Adobe Acrobat Pro DC (the paid version of the most popular PDF viewer) has a built-in feature for editing PDF content. With its help, after selecting the appropriate words, fragments of text or entire pages, the program will automatically remove this content from the document. After saving the file and re-opening it, we will no longer be able to reach the deleted content. In this way, the blackened file can be freely shared with third parties. Note, however, that there may still be additional information about the document in the properties of the document and it is worth deleting it too.

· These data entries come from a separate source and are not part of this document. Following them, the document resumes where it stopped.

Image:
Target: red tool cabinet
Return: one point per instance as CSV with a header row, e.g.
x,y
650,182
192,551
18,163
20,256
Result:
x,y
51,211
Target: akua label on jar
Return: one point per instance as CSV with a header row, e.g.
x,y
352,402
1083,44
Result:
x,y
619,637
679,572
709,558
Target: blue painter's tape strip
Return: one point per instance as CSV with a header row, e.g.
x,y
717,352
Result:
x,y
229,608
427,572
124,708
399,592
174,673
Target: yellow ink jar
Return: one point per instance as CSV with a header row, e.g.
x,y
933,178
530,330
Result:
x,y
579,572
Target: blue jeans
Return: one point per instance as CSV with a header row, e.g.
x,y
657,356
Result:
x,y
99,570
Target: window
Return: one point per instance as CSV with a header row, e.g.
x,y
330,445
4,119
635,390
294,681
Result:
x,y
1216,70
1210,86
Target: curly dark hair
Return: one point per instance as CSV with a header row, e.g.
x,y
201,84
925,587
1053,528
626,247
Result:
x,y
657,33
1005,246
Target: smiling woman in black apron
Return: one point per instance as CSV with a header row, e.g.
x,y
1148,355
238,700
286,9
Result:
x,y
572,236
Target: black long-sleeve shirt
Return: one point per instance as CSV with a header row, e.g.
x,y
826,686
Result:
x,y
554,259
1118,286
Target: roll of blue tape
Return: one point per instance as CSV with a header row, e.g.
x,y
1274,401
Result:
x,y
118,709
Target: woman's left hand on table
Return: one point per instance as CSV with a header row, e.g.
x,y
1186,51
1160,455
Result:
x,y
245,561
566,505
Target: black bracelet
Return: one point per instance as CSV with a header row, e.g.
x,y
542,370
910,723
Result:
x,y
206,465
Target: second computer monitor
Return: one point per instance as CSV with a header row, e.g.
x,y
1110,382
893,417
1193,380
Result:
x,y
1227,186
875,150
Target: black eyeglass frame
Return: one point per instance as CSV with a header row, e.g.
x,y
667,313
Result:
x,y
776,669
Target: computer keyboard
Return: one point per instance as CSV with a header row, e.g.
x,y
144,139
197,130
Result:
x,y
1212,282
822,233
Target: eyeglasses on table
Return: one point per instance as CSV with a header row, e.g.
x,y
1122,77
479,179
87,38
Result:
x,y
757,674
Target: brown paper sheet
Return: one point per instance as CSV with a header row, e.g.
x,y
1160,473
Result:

If we do not have Adobe Acrobat Pro DC and / or we have a smaller number of documents to redact, we can do it manually by exporting the document, e.g. to a jpg file. We should then open such a document (or in fact a graphic file) in a program that allows basic editing of this type of file (e.g. IrfanView, GIMP, and even Paint). Using the tool to cut out fragments of an image, edit the file appropriately (by selecting and cutting out / overlay fragments that contain sensitive data). The file thus modified is then saved in a graphic format or converted back to the original format. Files prepared in this way are also ready to be securely loaded into the Virtual Data Room system. We write more on how FORDATA VDR can become a company document repository in the article “What is an electronic document repository”.

Proper redaction of electronic documents can create difficulties. Therefore, before undertaking this task, we should first test the available solutions and make sure that they work flawlessly. After all, even the safest channel for exchanging documentation will not fulfill its role if the content of, for example, a PDF file containing confidential personal information protected by GDPR falls victim to a misplaced “black pen”.